Objectives: The increasing use of full economic evaluations has led to the development of various instruments to assess their quality. The purpose of this study was to compare the frequently used British Medical Journal (BMJ) check-list and two new instruments: the Consensus Health Economic Criteria (CHEC) list and the Quality of Health Economic Studies (QHES) instrument. The analysis was based on a practical exercise on economic evaluations of the surgical treatment of obesity.
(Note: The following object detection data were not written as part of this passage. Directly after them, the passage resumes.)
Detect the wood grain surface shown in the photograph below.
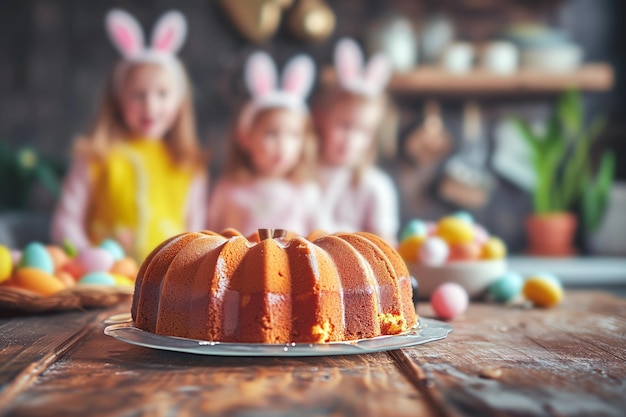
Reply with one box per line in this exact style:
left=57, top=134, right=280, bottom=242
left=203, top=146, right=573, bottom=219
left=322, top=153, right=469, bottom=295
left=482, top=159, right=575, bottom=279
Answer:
left=0, top=292, right=626, bottom=417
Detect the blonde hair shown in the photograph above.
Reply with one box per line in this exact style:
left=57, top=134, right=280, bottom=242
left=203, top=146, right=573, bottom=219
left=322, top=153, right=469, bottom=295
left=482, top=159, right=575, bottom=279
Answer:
left=74, top=61, right=208, bottom=169
left=313, top=86, right=398, bottom=182
left=224, top=107, right=317, bottom=182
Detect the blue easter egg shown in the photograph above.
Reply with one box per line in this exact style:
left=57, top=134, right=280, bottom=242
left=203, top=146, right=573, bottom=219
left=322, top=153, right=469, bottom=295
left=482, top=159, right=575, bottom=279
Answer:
left=400, top=219, right=428, bottom=242
left=100, top=239, right=126, bottom=261
left=19, top=242, right=54, bottom=275
left=487, top=271, right=524, bottom=303
left=452, top=211, right=474, bottom=224
left=78, top=272, right=115, bottom=286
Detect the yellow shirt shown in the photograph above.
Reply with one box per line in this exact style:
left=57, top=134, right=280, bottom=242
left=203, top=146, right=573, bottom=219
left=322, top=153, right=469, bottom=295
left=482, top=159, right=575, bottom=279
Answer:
left=87, top=139, right=193, bottom=262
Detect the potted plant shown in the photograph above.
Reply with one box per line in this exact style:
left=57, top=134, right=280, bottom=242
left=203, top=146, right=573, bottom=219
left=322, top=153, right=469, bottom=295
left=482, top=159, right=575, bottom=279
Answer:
left=514, top=89, right=615, bottom=256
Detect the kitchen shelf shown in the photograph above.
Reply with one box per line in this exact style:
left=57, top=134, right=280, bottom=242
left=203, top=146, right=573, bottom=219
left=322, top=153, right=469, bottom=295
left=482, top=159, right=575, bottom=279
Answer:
left=322, top=63, right=614, bottom=96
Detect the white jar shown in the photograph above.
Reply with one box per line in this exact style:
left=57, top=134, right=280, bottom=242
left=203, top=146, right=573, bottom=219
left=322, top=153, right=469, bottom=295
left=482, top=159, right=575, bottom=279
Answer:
left=482, top=41, right=519, bottom=75
left=442, top=42, right=474, bottom=74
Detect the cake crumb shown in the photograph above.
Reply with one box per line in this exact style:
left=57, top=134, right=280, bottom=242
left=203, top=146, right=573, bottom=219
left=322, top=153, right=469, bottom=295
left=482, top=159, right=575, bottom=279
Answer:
left=311, top=321, right=332, bottom=343
left=378, top=313, right=405, bottom=334
left=478, top=368, right=502, bottom=379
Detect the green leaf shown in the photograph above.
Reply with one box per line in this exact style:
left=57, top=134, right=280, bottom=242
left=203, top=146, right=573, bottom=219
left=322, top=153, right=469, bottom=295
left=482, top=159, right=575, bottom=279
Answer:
left=582, top=151, right=615, bottom=232
left=557, top=89, right=583, bottom=133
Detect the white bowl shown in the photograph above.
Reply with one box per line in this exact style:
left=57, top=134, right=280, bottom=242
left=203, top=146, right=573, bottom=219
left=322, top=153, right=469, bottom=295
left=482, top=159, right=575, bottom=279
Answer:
left=407, top=259, right=507, bottom=299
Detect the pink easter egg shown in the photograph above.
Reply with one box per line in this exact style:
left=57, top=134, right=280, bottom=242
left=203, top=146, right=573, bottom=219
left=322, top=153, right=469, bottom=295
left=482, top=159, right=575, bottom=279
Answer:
left=11, top=249, right=22, bottom=265
left=418, top=236, right=450, bottom=266
left=426, top=222, right=437, bottom=236
left=474, top=224, right=489, bottom=246
left=430, top=282, right=469, bottom=320
left=76, top=247, right=115, bottom=274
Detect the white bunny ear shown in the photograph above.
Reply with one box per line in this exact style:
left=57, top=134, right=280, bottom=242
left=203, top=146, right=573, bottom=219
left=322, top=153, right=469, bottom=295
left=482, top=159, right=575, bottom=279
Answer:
left=335, top=38, right=363, bottom=84
left=106, top=9, right=145, bottom=58
left=244, top=52, right=277, bottom=97
left=282, top=55, right=315, bottom=99
left=152, top=10, right=187, bottom=55
left=365, top=54, right=391, bottom=91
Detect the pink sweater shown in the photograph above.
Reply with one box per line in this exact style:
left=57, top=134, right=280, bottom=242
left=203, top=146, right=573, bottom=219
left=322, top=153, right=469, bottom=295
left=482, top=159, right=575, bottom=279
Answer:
left=320, top=167, right=399, bottom=244
left=207, top=179, right=320, bottom=236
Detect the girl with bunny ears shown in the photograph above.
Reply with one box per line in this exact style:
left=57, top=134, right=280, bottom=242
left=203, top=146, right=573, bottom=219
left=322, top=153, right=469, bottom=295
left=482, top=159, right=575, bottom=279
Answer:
left=52, top=10, right=207, bottom=261
left=314, top=39, right=399, bottom=244
left=208, top=52, right=319, bottom=235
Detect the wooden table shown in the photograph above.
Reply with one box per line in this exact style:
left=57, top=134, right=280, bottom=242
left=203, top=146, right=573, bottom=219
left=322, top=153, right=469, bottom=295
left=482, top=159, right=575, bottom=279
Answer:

Methods: The quality of nine selected studies was assessed independently by two health economists. To compare instruments, the Spearman rank correlation coefficient was calculated for each assessor. Moreover, the test–retest reliability for each instrument was assessed with the intraclass correlation coefficient (ICC) (3,1). Finally, the inter-rater agreement for each instrument was estimated at two levels: comparison of the total score of each article by the ICC(2,1) and comparison of results per item by kappa values.

Results: The Spearman's rank correlation coefficient between instruments was usually high (rho > 0.70). Furthermore, test–retest reliability was good for every instruments, that is, 0.98 (95 percent CI, 0.86–0.99) for the BMJ check-list, 0.97 (95 percent CI, 0.73–0.98) for the CHEC list, and 0.95 (95 percent CI, 0.75–0.99) for the QHES instrument. However, inter-rater agreement was poor (kappa < 0.40 for most items and ICC(2,1) ≤ 0.5).

Conclusions: The study shows that the results of the quality assessment of economic evaluations are not so much influenced by the instrument used but more by the assessor. Therefore, quality assessments should be performed by at least two independent experts and final scoring based on consensus.